Come reagisce allora Trump nel suo secondo mandato?
La controversa elezione presidenziale del 2024 con l’elezione di Maduro non riconosciuta dalla maggioranza dei paesi del mondo, finisce con l’essere una sconfitta politica per il chavismo, perché lo isola da una parte dei suoi alleati e riceve molte critiche da parte della sinistra e non realizza quel processo di legittimazione internazionale che Maduro ricercava e che avrebbe favorito l’apertura e l’avvicinamento con gli Stati Uniti per alleggerire le sanzioni e rinnovare il debito che il Venezuela ha in buoni di Stato statunitense. Nel governo di Trump c’erano inizialmente due posizioni nei confronti del Venezuela, poi prevale quella più bellicista di Marco Rubio che mette insieme i problemi dell’immigrazione, della droga e il tema del petrolio identificandoli col Venezuela e con Maduro e così si arriva al dispiegamento militare statunitense nei Caraibi per dimostrarne la forza nell’emisfero occidentale, intimidire il Venezuela e cominciare una campagna di bombardamento sulle imbarcazioni accusate di narcotraffico. Convertendo Maduro in un criminale profugo del sistema statunitense, si conclude il ciclo di criminalizzazione del Venezuela come uno Stato quasi fallito e si arriva al suo sequestro con un bombardamento sulla capitale. L’effetto è quello di intimidire i leader dell’America Latina e gli altri leader mondiali, come si sta vedendo nel caso della Groenlandia.
Dopo la cattura di Maduro, il chavismo rimane al suo posto almeno formalmente, ma non c’è una mobilitazione popolare importante a suo sostegno. Si può dire che il governo di Delcy Rodríguez sia sotto la tutela degli Stati Uniti?

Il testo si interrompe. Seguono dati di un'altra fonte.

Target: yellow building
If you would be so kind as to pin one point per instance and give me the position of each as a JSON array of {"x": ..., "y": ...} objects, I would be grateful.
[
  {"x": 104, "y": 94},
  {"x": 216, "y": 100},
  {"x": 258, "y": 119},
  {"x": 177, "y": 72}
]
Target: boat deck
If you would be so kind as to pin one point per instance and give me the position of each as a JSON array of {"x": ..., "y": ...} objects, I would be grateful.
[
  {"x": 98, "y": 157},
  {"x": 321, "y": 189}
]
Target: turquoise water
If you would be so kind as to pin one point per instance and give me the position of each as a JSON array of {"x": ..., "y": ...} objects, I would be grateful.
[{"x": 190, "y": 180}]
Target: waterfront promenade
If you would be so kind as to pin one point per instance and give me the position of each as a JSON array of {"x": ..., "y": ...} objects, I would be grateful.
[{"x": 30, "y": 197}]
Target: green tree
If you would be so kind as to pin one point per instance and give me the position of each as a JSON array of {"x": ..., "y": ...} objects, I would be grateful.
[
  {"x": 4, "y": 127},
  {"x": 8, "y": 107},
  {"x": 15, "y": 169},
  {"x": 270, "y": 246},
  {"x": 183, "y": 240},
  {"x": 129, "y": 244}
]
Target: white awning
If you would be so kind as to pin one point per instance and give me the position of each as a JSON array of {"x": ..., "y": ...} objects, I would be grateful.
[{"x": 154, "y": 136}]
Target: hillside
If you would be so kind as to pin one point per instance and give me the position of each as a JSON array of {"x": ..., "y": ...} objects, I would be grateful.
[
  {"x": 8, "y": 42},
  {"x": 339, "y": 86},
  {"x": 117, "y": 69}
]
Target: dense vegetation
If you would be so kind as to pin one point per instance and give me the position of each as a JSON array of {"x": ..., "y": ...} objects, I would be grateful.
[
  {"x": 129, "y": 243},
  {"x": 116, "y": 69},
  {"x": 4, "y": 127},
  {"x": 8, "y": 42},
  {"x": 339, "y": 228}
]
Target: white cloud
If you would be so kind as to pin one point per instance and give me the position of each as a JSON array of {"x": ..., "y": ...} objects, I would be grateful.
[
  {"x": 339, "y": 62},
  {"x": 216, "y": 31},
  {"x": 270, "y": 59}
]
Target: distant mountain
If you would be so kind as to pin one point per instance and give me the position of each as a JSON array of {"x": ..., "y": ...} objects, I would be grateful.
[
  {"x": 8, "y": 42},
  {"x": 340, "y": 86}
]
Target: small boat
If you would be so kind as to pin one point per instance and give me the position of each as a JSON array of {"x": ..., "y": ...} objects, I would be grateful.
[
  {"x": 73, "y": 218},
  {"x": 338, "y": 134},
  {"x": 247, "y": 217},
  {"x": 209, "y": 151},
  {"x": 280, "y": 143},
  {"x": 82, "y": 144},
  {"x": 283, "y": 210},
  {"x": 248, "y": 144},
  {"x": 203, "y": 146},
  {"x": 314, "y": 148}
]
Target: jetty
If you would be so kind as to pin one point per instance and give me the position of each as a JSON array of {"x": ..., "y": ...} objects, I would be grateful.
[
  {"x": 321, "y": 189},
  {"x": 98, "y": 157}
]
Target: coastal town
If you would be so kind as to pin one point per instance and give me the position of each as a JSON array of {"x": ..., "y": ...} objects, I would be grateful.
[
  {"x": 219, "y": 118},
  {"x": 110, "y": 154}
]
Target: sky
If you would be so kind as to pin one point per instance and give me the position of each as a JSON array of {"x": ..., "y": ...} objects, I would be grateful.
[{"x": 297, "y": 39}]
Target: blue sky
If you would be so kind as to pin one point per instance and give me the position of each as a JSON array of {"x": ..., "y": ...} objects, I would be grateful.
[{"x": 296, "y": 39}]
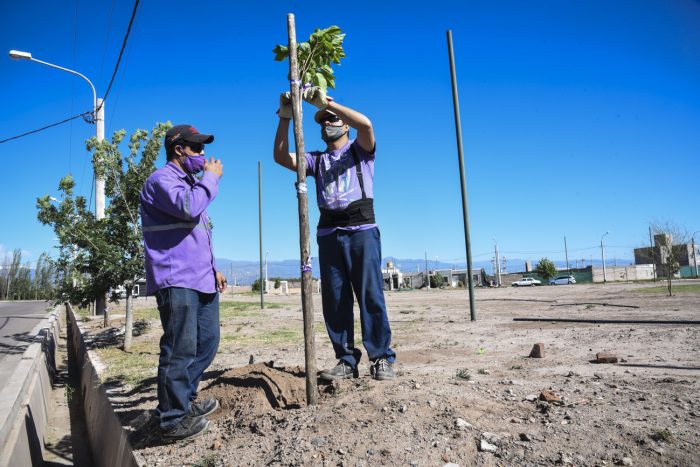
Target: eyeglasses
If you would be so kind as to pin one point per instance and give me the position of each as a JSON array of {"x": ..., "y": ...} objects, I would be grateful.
[{"x": 195, "y": 147}]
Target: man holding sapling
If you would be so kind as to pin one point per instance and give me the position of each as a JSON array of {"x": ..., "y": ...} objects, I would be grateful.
[{"x": 349, "y": 245}]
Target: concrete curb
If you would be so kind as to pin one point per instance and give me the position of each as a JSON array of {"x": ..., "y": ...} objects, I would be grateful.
[
  {"x": 24, "y": 399},
  {"x": 108, "y": 440}
]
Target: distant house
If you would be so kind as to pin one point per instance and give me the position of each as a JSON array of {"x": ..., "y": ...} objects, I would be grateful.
[{"x": 658, "y": 255}]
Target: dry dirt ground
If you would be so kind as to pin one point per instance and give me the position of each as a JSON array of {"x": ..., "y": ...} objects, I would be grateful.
[{"x": 466, "y": 393}]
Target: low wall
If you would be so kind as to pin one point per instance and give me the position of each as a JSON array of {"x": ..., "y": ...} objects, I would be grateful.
[
  {"x": 108, "y": 441},
  {"x": 25, "y": 397}
]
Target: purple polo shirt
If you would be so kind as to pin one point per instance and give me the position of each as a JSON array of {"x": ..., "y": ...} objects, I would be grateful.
[
  {"x": 336, "y": 181},
  {"x": 176, "y": 233}
]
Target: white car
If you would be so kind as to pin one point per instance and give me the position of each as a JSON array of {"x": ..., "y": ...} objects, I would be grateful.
[
  {"x": 562, "y": 280},
  {"x": 525, "y": 281}
]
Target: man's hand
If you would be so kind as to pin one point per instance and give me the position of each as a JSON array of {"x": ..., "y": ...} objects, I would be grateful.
[
  {"x": 285, "y": 110},
  {"x": 221, "y": 282},
  {"x": 214, "y": 165},
  {"x": 316, "y": 96}
]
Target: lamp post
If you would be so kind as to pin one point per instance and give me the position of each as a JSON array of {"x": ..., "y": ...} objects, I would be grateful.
[
  {"x": 602, "y": 255},
  {"x": 98, "y": 111},
  {"x": 98, "y": 115}
]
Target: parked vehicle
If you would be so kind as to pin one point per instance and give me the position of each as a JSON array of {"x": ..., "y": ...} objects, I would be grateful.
[
  {"x": 526, "y": 281},
  {"x": 562, "y": 280}
]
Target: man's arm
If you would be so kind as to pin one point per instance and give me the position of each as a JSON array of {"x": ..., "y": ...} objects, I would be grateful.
[
  {"x": 357, "y": 121},
  {"x": 185, "y": 202},
  {"x": 282, "y": 155}
]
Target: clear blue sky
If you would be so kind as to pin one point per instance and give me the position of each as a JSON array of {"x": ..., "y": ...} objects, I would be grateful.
[{"x": 578, "y": 117}]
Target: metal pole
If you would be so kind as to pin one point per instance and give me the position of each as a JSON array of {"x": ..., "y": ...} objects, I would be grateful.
[
  {"x": 101, "y": 302},
  {"x": 651, "y": 249},
  {"x": 262, "y": 287},
  {"x": 427, "y": 275},
  {"x": 304, "y": 241},
  {"x": 462, "y": 179},
  {"x": 497, "y": 262},
  {"x": 602, "y": 255}
]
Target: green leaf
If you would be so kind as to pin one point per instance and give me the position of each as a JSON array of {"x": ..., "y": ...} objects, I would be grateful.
[{"x": 320, "y": 81}]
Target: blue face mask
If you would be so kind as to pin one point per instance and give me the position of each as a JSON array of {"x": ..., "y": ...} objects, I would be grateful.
[
  {"x": 332, "y": 133},
  {"x": 194, "y": 164}
]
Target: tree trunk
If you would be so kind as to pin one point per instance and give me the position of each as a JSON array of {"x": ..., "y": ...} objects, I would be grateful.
[
  {"x": 128, "y": 331},
  {"x": 304, "y": 241}
]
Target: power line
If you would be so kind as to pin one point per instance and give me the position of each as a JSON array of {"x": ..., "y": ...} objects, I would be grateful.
[
  {"x": 46, "y": 127},
  {"x": 121, "y": 52},
  {"x": 116, "y": 68}
]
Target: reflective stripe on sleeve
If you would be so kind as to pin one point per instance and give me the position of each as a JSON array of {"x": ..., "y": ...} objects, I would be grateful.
[{"x": 179, "y": 225}]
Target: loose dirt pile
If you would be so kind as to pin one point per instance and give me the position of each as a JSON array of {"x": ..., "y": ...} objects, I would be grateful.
[{"x": 248, "y": 392}]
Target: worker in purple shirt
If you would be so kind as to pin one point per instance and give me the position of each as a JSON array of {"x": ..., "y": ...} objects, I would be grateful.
[
  {"x": 181, "y": 273},
  {"x": 349, "y": 246}
]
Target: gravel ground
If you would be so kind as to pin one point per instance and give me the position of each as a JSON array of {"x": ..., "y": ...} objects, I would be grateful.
[{"x": 466, "y": 393}]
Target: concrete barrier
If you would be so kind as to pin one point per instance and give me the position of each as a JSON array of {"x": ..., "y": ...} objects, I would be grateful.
[
  {"x": 108, "y": 440},
  {"x": 24, "y": 399}
]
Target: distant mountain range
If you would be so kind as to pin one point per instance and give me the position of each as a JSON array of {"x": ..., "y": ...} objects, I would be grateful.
[{"x": 245, "y": 272}]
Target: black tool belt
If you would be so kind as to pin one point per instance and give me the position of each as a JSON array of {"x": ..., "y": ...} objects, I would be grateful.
[{"x": 357, "y": 213}]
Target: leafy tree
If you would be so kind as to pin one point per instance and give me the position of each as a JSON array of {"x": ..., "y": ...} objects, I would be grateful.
[
  {"x": 669, "y": 254},
  {"x": 315, "y": 56},
  {"x": 101, "y": 255},
  {"x": 546, "y": 269},
  {"x": 438, "y": 280}
]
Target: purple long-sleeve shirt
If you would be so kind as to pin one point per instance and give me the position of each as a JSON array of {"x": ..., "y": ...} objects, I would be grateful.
[{"x": 176, "y": 232}]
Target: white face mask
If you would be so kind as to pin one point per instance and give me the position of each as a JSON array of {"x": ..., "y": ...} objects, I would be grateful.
[{"x": 332, "y": 133}]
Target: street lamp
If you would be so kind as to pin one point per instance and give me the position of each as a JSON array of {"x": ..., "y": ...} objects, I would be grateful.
[
  {"x": 602, "y": 255},
  {"x": 98, "y": 116},
  {"x": 98, "y": 110}
]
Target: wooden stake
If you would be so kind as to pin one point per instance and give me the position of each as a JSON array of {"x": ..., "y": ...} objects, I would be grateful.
[{"x": 304, "y": 243}]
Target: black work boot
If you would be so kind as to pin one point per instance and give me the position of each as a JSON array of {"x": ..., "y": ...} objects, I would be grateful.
[
  {"x": 187, "y": 428},
  {"x": 342, "y": 370},
  {"x": 203, "y": 408},
  {"x": 382, "y": 370}
]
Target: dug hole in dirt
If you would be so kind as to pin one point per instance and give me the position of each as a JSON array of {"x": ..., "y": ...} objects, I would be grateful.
[{"x": 248, "y": 392}]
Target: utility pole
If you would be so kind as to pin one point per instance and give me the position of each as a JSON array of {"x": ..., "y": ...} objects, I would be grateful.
[
  {"x": 427, "y": 275},
  {"x": 498, "y": 265},
  {"x": 101, "y": 302},
  {"x": 602, "y": 255},
  {"x": 462, "y": 179},
  {"x": 262, "y": 287},
  {"x": 651, "y": 249},
  {"x": 304, "y": 242},
  {"x": 695, "y": 259}
]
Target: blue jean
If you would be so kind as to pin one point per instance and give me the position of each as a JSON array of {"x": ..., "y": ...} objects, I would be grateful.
[
  {"x": 190, "y": 340},
  {"x": 352, "y": 261}
]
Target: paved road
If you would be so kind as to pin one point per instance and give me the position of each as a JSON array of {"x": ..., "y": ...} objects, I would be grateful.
[{"x": 17, "y": 319}]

Il chavismo si trova in una situazione un po’ complicata, perché Trump, come ci ha abituati, genera sempre una narrazione sui social in cui lui figura come quello che dirige tutti i processi che mette in moto, soprattutto all’estero. E rispetto al Venezuela lo fa con una strategia di relazioni pubbliche, dicendo “noi stiamo comprando al Venezuela tanto petrolio”, oppure “stiamo liberando molti prigionieri politici”. Nella realtà succedono cose che sono difficili da catalogare come un governo indiretto, perché per il momento c’è solo un accordo parziale col governo venezolano secondo cui i barili di petrolio che sono immagazzinati per effetto del blocco marittimo che è stato applicato al Venezuela saranno venduti agli Stati Uniti. Anche nel caso dei prigionieri politici, Trump ha detto che sarebbero stati liberati tutti e invece ne è stato liberato un numero ridotto, peraltro il governo venezolano ne aveva già liberati una parte prima, ossia che il governo venezolano continua a controllare la vita politica del paese, con uno stato di eccezione interno che gli permette il dispiegamento delle forze dell’ordine in tutte le strade venezolane. L’unità del blocco chavista si mantiene, i fratelli Rodríguez, Delcy e Jorge, sono alla guida rispettivamente del paese e del parlamento; Diosdado Cabello e Padrino López, che sono i due uomini forti del regime, sono al fianco della presidente. Sembra che ci sia un coordinamento per quanto riguarda il petrolio, che per l’embargo che soffre il Venezuela è un tema problematico, perché ormai nel paese entrava solo il danaro delle navi fantasma…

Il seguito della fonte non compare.